Do not optimize the largest-looking box without representative measurements. DNS time can be zero because of cache reuse. Connection time can be zero because the browser reused a socket. TTFB combines network and server work. Compare cold and warm navigations, representative regions, and realistic devices before changing architecture.
Quick reference
- No name/address → inspect DNS; do not start in application logs.
- Certificate/handshake error → inspect hostname, chain, expiry, client clock, protocol.
- HTTP 4xx/5xx → request reached an HTTP server; use status and request ID.
- Good TTFB, late paint → inspect render-blocking resources and main-thread work.
- Compare cold vs warm runs because caches and connection reuse change the path.
Remember this
The earliest failing stage chooses the tool: DNS → dig, TLS → openssl, HTTP → curl and request IDs, rendering → DevTools Performance.
Key takeaway
Pressing Enter starts a chain of independently observable contracts: DNS maps the name, TCP/TLS or QUIC creates an authenticated transport, HTTP carries intent, edge and origin systems compute a representation, and the browser turns response bytes into pixels. Caches and reused connections can shorten the path, while a failure at any layer produces different evidence. Diagnose the earliest failed contract instead of treating the page as one black box.

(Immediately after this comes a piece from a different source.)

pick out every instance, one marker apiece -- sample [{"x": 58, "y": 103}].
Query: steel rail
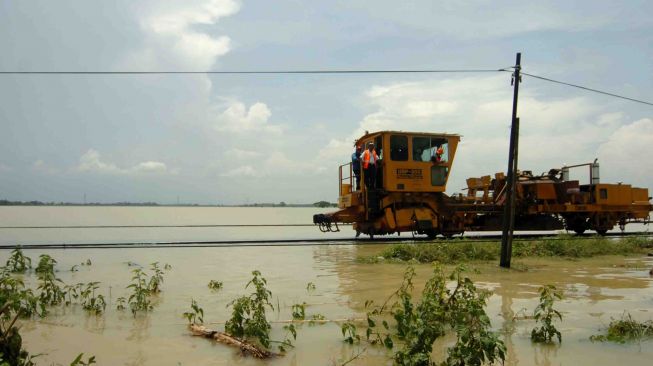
[{"x": 305, "y": 242}]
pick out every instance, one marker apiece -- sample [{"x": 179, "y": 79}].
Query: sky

Practice (30 minutes): choose a site you control. Record a cold navigation in DevTools, run the Navigation Timing snippet, then reproduce the document with curl -w and inspect its DNS answer with dig. Write one row for DNS, connect/TLS, TTFB, download, and DOM readiness. Now create an intentional failure safely: use curl --resolve with a wrong test IP or local test origin—do not change production DNS—and prove whether failure occurs at transport, TLS, or HTTP. Recover by restoring the correct address. You pass when you can identify the remote IP, negotiated HTTP version, status, slowest measured stage, and exact command that isolated it.